Turbochargers and supercharges do virtually the same job - they're both fundamentally air compressors. They work a little differently however, and as a result they each offer slightly different performance. They do the same job, but they do it differently. Where a turbocharger is driven by the pressure and heat of the exhaust gases, a supercharger is driven directly by the engine, usually via a belt, and can often consume up to a third of the engine's crankshaft power. This makes them less efficient than turbochargers, and are generally only used in vehicles designed purely to reach very high top speeds (like dragsters) or for very powerful engines (like tractor pulling competition vehicles) - in most other instances (like road cars) you'll probably find that a turbocharger will be used.

Reliability & Maintenance

While it's easy to think that a turbocharger adds a number of components which are simply waiting to go wrong, it's not really like that. It's true that a turbo adds a number of tubes, pipes, connectors and moving parts, and it's true that the turbofan is likely to be made from an exotic material of some sort (ceramic turbines are becoming popular), but modern turbochargers are exceptionally reliable.

There are a couple of things you can do to look after yours though. For example, when you finish your journey, let the engine idle for a couple of minutes before you switch it off entirely. This will allow the turbofan and rotating assembly to spin down instead of coming to an abrupt stop.
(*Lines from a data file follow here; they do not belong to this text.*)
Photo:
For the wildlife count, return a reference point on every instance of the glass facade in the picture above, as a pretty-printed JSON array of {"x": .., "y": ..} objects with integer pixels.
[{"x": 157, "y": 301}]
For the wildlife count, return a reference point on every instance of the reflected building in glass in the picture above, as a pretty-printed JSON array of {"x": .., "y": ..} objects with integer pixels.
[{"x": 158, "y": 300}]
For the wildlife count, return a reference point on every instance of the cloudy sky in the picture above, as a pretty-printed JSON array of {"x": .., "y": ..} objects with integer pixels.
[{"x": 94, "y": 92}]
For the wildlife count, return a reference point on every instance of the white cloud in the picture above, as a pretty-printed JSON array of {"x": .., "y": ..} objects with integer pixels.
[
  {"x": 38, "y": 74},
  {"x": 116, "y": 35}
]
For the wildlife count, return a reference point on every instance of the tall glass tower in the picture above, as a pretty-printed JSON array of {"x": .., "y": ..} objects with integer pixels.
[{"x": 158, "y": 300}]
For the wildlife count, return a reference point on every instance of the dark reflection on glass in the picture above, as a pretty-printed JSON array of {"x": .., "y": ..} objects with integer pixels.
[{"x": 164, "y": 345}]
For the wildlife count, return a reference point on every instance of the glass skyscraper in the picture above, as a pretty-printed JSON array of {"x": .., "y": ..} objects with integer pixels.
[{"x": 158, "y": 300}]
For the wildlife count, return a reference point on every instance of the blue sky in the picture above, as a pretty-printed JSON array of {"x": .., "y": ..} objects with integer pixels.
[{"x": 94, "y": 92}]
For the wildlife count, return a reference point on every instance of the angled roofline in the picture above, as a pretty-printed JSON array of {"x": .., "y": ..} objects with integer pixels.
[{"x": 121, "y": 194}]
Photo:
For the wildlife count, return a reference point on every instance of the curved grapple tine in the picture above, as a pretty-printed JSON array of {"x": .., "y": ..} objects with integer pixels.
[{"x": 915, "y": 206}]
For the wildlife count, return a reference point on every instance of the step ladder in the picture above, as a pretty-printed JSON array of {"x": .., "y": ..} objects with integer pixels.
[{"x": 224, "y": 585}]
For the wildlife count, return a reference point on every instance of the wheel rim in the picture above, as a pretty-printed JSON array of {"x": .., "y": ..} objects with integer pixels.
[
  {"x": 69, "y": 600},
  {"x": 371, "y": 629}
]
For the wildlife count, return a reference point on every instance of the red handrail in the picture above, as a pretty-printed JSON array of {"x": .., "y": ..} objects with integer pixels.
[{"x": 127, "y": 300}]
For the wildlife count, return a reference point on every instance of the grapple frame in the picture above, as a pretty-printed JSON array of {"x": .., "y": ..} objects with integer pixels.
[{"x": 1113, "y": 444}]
When you kill the engine, the lubricating oil immediately stops flowing to the turbo, but the turbo doesn't necessarily stop spinning when the engine is turned off. If the fan continues to rotate without fresh oil, it will quickly cook the oil it received when the engine was running, and this will lead to the oil lines becoming blocked. The next time the turbo operates, now without effective lubrication, it will very quickly destroy its bearings and grind to a devastating halt.

Turbo Lag

Turbo lag is the name given to the slightly disappointing sensation when you stamp on the accelerator in a turbocharged car - and nothing happens. There's a pause between depressing the pedal, and the car accelerating (under the influence of the turbo at least; the car will still accelerate slightly under the power of the naturally aspirated function of the engine). Turbo lag is caused when the exhaust fumes which power the turbo don't immediately come to the high pressure necessary to initiate the turbo, and by the turbo overcoming its rotational inertia.

Since superchargers are powered directly by the engine and don't rely on exhaust fumes, they don't suffer from turbo lag. But modern turbocharged diesel producers have found several ingenious solutions to the problem of turbo lag. For example, major manufacturers like Toyota and Audi often use two, smaller turbos instead of one larger turbo in their diesel engines. One turbo is to be active across the entire rev range, and the other turbo is designed to activate only at higher revs. In this way, there's only very rarely any lag, and there is power constantly available to the engine.